Tag Archives: mystery

Our Little Secret by Roz Nay—pub date April 17, 2018

This story opens in an interrogation room, with Angela prepared to tell her story to police, if they will only listen. Finally, Detective Novak allows her to share everything that she feels is relevant, beginning with her meeting H.P. in high school, where he changed her life. They became best friends who fell in love, or as Angela tells the story, soul mates. She leads Detective Novak through their complicated relationship, hampered by her lack of a healthy role model and his small town contentment, and further strained by Angela attending Oxford, where she’s befriended by Freddy, who dotes on her against her will. Detective Novak perks up at the entrance of Saskia, the missing wife, the reason for Angela’s interrogation, during H.P.’s visit to England. Misunderstandings ensue, emotions tangle, and new pathways are formed. Angela blames losing her first love on everyone else, spending her life from that point on waiting for him to do the right thing. When her mother moves in uninvited after leaving her father, she pursues an unhealthy friendship with H.P. as their houseguest and babysitter, which culminates in Saskia’s disappearance. Detective Novak pieces together the evidence through the long night of storytelling by Angela, who is either also an innocent victim or a truly unreliable narrator.

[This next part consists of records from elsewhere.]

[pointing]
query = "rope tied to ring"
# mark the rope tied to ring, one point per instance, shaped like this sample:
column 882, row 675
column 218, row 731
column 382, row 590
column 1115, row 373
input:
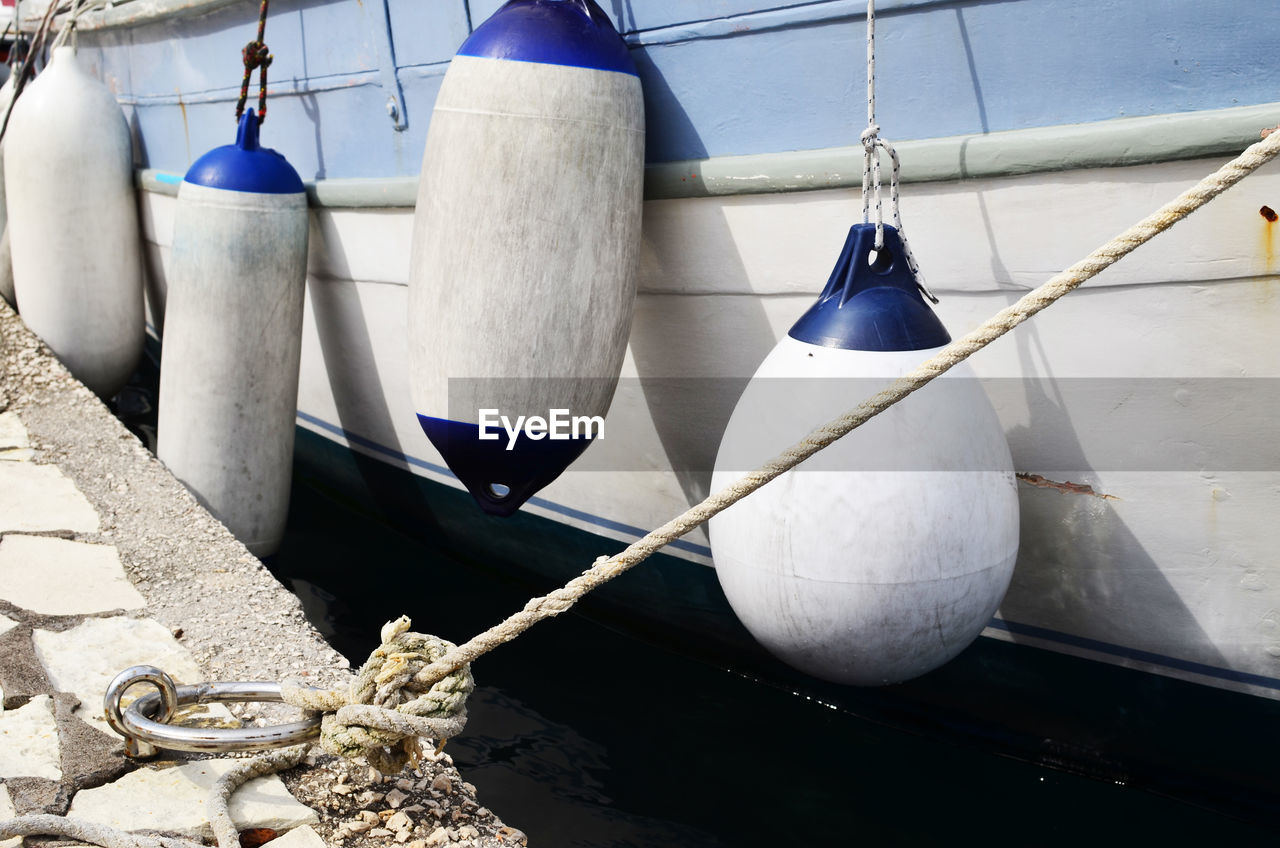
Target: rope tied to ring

Nay leads the reader through a maze of Angela’s fears, internal struggles, unrealistic desires, and inevitable disappointments. Angela is brilliantly depicted as a minor character in her own life, for which she can then lay guilt at whoever she allowed to make the decisions for her, as she waits in vain for things to go her way without taking action herself. Failure to communicate is a key element in the derailment of Angela’s life, and Nay relays every misstep taken by those underestimating her. The ending is not as well captured as the entire novel leading up to it, subtlety left behind in the previous chapter.

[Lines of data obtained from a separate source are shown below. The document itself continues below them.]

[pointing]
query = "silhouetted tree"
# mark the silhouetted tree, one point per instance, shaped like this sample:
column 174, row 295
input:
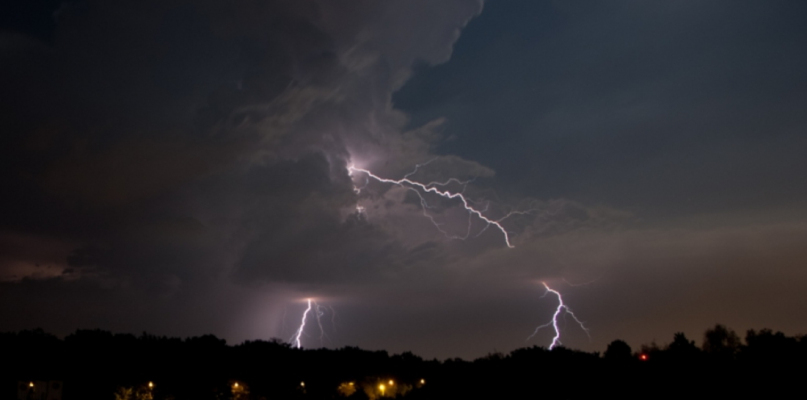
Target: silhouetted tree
column 721, row 342
column 618, row 350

I was fortunate to receive an early copy from the publisher through a giveaway.

Take Out by Margaret Maron

Sigrid is moving on from Nauman’s’s death, investigating a double homicide in a neighborhood with two suspects. A homeless man and a minor star of the opera industry grown old wind up dead together on a park bench in front of one’s family and the other’s friend, both of whom are suspected of killing one man purposely and the other accidentally through sharing their takeout from the nearby restaurant. Sigrid simultaneously searches for the answer to the mysterious reason for Nauman’s’s journey on which he died.

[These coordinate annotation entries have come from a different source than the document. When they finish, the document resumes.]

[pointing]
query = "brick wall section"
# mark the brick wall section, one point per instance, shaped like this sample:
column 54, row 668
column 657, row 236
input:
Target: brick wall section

The latest in the Sigrid Harald series, this is a nice and neat continuation after a couple decades—kudos to Maron! However, I feel that the resolution to the murders didn’t clarify every point, but I’ll leave that up to the reader, since it’s a wonderfully twisty, turny story.

Ripper by Isabel Allende

Teenage Amanda ups the ante in her online mystery game with diverse, global players by introducing a real murder for investigation, using her grandpa as her game “henchman.” Amanda convinces her father, San Francisco’s Chief of Homicide, that the following murders add up to a serial killer. When her mother disappears, the gamers link her to the murders and assist in finding her. As riveting as this story is, a police detective sharing vital information with civilians, especially a teenager, doesn’t make sense. Amanda’s parents, who are divorced, alternate between frustration with her inappropriate efforts at police work and aiding in her investigation without realistic transitions, often changing their attitude from one sentence to the next. That being said, if one can suspend judgment, the characters of Amanda and her grandfather are compelling and humorous, with a unique, quirky relationship, and worth the read. (less)

The Wife Between Us (pub date January 9, 2018 St. Martin’s Press) by Greer Hendricks and Sarah Pekkanen

Vanessa struggles to move on after her divorce from a self-made, influential businessman. She recalls him controlling her every move. He recounts her episodes of irrational behavior that led to his decision to divorce her. The journey to the truth bends back upon itself time and again as Vanessa reaches out to her replacement to warn her.

The cliffhangers skillfully expose each character. The writing is so tight that there’s no unraveling the narrative to reveal these secrets too soon. I love the unconventional ending that brings everyone back down to earth.

Readers who love unreliable narrators, complicated romance, and impossible situations will enjoy this story.

Thank you to Netgalley.com for the opportunity to read this ARC.